Plus qu'un simple continent de glace, l'Antarctique est une véritable machine à remonter le temps. Ses couches de glace successives agissent comme des archives, conservant des informations précieuses sur l'atmosphère terrestre passée.

Jusqu'à présent, les enregistrements les plus détaillés ne dépassaient pas les 800 000 ans. Une nouvelle découverte vient de pulvériser ce record, offrant un aperçu direct d'une période charnière de l'histoire de notre planète.

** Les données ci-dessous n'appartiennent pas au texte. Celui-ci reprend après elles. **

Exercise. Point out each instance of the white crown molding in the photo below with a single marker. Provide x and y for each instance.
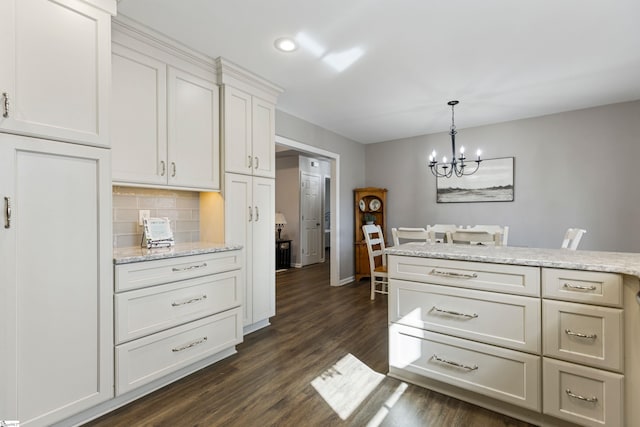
(237, 76)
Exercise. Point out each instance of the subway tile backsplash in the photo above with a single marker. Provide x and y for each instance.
(181, 207)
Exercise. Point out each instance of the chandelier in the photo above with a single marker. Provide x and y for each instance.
(457, 166)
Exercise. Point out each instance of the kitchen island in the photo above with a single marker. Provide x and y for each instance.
(549, 336)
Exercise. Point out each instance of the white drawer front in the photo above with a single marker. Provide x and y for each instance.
(149, 273)
(145, 311)
(146, 359)
(582, 286)
(585, 396)
(584, 333)
(499, 373)
(512, 279)
(467, 313)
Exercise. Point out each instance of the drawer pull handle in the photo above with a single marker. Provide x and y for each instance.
(456, 364)
(579, 335)
(455, 313)
(579, 287)
(577, 396)
(190, 301)
(191, 267)
(191, 344)
(435, 272)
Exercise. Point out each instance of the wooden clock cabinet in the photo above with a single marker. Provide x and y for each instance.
(369, 201)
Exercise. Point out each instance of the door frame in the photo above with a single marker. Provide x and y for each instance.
(334, 219)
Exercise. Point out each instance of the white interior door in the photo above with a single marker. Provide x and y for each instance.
(311, 218)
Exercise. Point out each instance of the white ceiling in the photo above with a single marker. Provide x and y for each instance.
(503, 59)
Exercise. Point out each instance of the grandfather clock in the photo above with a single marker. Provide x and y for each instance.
(370, 206)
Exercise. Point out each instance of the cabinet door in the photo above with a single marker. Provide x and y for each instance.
(238, 229)
(194, 143)
(55, 68)
(56, 322)
(237, 131)
(263, 281)
(138, 118)
(263, 138)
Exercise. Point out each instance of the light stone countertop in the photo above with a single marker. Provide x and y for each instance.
(138, 254)
(612, 262)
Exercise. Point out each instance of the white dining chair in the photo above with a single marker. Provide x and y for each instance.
(572, 238)
(407, 234)
(375, 246)
(438, 232)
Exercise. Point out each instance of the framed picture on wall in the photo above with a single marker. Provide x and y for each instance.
(493, 182)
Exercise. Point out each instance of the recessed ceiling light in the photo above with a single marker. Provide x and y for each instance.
(286, 44)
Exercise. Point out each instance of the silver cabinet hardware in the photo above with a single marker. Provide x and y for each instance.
(191, 267)
(6, 103)
(579, 287)
(579, 335)
(435, 272)
(7, 212)
(191, 344)
(189, 301)
(455, 313)
(456, 364)
(577, 396)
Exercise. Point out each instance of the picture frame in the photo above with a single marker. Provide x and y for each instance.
(493, 182)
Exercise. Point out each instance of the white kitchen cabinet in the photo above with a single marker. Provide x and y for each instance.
(56, 317)
(249, 221)
(54, 73)
(165, 117)
(249, 134)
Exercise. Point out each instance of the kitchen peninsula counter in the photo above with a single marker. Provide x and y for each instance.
(609, 262)
(139, 254)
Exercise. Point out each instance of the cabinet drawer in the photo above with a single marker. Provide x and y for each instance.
(585, 396)
(148, 273)
(584, 333)
(501, 319)
(146, 359)
(496, 372)
(511, 279)
(145, 311)
(582, 286)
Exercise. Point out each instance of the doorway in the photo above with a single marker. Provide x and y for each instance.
(334, 219)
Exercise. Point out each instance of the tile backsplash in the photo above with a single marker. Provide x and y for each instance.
(181, 207)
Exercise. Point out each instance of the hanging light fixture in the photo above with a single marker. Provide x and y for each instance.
(457, 166)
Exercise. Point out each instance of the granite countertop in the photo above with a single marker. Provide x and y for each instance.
(612, 262)
(138, 254)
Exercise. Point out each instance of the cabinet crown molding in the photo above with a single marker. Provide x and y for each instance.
(239, 77)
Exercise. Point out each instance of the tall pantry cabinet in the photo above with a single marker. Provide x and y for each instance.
(56, 322)
(248, 133)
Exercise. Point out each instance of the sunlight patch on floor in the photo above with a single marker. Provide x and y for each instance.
(346, 385)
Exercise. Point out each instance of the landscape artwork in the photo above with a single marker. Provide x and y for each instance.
(493, 182)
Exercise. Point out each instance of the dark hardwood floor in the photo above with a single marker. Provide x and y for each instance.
(268, 383)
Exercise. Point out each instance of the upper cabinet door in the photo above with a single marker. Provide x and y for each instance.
(237, 131)
(263, 138)
(138, 118)
(55, 70)
(194, 141)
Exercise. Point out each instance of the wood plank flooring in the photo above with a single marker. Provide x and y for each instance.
(268, 383)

Une découverte qui repousse les limites du temps

Une équipe de chercheurs américains, œuvrant sous la bannière du Center for Oldest Ice Exploration (COLDEX), a extrait des carottes de glace exceptionnelles dans la région des Allan Hills, en Antarctique de l'Est.

Credit : COLDEX

L'analyse a confirmé leur âge stupéfiant : six millions d'années. Cette avancée, menée par des scientifiques de la Woods Hole Oceanographic Institution et de l'Université de Princeton, dépasse de loin les espoirs initiaux du projet qui visait une glace d'environ trois millions d'années.

Pour Ed Brook, directeur de COLDEX et paléoclimatologue à l'Oregon State University, il s'agit de la découverte la plus significative pour le centre de recherche. Ces échantillons, bien que non continus, constituent une bibliothèque "d'instantanés climatiques" près de six fois plus anciens que toutes les données de carottes glaciaires obtenues auparavant.

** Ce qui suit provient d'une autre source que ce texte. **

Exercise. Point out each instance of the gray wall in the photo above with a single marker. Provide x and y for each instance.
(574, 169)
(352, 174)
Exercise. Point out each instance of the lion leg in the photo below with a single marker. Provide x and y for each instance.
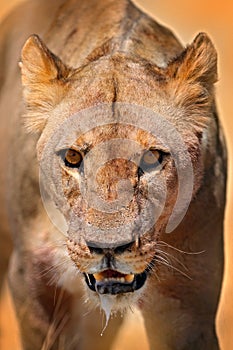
(6, 248)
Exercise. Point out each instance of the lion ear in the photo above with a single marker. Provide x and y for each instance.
(44, 82)
(192, 75)
(198, 63)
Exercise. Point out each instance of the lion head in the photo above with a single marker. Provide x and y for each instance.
(121, 155)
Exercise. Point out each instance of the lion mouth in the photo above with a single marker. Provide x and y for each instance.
(114, 282)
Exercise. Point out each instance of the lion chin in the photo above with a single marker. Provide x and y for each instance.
(115, 292)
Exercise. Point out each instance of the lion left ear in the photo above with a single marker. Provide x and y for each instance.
(197, 64)
(43, 79)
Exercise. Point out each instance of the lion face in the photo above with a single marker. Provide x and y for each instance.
(120, 153)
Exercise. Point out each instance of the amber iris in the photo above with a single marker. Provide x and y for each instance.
(73, 158)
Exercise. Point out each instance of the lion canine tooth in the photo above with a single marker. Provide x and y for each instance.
(98, 276)
(129, 278)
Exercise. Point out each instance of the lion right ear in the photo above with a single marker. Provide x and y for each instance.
(44, 81)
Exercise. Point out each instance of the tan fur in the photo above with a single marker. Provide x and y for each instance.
(108, 52)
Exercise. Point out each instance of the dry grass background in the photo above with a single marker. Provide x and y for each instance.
(186, 18)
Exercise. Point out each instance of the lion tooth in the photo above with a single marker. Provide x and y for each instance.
(98, 277)
(129, 278)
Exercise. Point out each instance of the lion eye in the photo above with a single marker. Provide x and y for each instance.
(151, 159)
(73, 158)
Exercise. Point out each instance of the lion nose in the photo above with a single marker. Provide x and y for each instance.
(106, 251)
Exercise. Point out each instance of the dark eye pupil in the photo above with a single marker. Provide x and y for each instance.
(150, 160)
(72, 158)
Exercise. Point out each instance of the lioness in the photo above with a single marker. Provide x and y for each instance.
(114, 164)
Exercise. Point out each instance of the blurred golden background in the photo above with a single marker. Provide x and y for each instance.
(186, 19)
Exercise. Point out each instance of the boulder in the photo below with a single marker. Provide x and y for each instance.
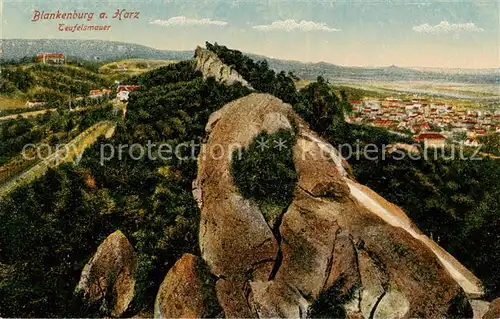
(209, 64)
(186, 291)
(108, 277)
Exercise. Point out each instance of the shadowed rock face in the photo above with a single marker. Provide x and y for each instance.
(209, 64)
(334, 233)
(109, 275)
(494, 310)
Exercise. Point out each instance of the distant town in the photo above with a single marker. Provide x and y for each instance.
(431, 122)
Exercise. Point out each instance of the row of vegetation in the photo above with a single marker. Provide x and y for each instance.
(50, 228)
(52, 127)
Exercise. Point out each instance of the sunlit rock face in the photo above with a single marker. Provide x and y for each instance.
(209, 64)
(335, 234)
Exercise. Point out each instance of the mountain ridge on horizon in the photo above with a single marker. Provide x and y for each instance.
(14, 49)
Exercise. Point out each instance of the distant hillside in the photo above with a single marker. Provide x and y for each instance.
(14, 49)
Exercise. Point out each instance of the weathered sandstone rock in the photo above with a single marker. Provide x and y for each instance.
(109, 275)
(334, 232)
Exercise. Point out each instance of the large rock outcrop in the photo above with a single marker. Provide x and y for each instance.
(108, 277)
(336, 233)
(209, 64)
(186, 291)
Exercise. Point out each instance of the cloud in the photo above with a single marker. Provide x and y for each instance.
(290, 25)
(446, 27)
(183, 21)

Le secret des glaces de surface d'Allan Hills

Contrairement aux forages traditionnels qui s'enfoncent à plus de 2 000 mètres de profondeur, cette glace ancienne a été trouvée à seulement 100 ou 200 mètres de la surface.

Le secret réside dans la géographie unique de la région des Allan Hills. La topographie montagneuse et des vents catabatiques puissants font lentement remonter les couches de glace les plus profondes et les plus anciennes vers la surface, tout en balayant la neige nouvelle qui pourrait les recouvrir.

Credit : COLDEX

Cette combinaison de froid extrême, de vents violents et d'un mouvement quasi nul de la glace préserve ces trésors préhistoriques. Pour dater précisément ces échantillons, les scientifiques ont utilisé une technique directe et fiable : la mesure d'un isotope de l'argon, un gaz noble piégé dans les bulles d'air. Cette méthode permet de déterminer l'âge de la glace elle-même, sans dépendre d'indices externes comme des cendres volcaniques.

Un refroidissement progressif et des questions pour l'avenir

Les premières analyses de ces morceaux d'histoire ancienne sont déjà riches d'enseignements. En mesurant les isotopes d'oxygène présents dans la glace, les chercheurs ont pu effectuer la première mesure directe du changement de température sur cette immense période.

Le résultat est sans appel : l'Antarctique de l'Est a connu un refroidissement graduel d'environ 12°C au cours des six derniers millions d'années, passant d'un environnement tempéré au continent gelé que nous connaissons.

La prochaine étape consistera à analyser en détail les gaz à effet de serre contenus dans ces bulles d'air ancestrales. Ces données permettront de mieux comprendre les liens entre les niveaux de dioxyde de carbone, la chaleur des océans et les cycles climatiques naturels, bien avant que l'activité humaine ne commence à influencer l'équation.

L'équipe de COLDEX prévoit déjà de retourner sur le terrain entre 2026 et 2031, avec l'espoir de trouver des archives encore plus anciennes et de compléter ce puzzle climatique fascinant.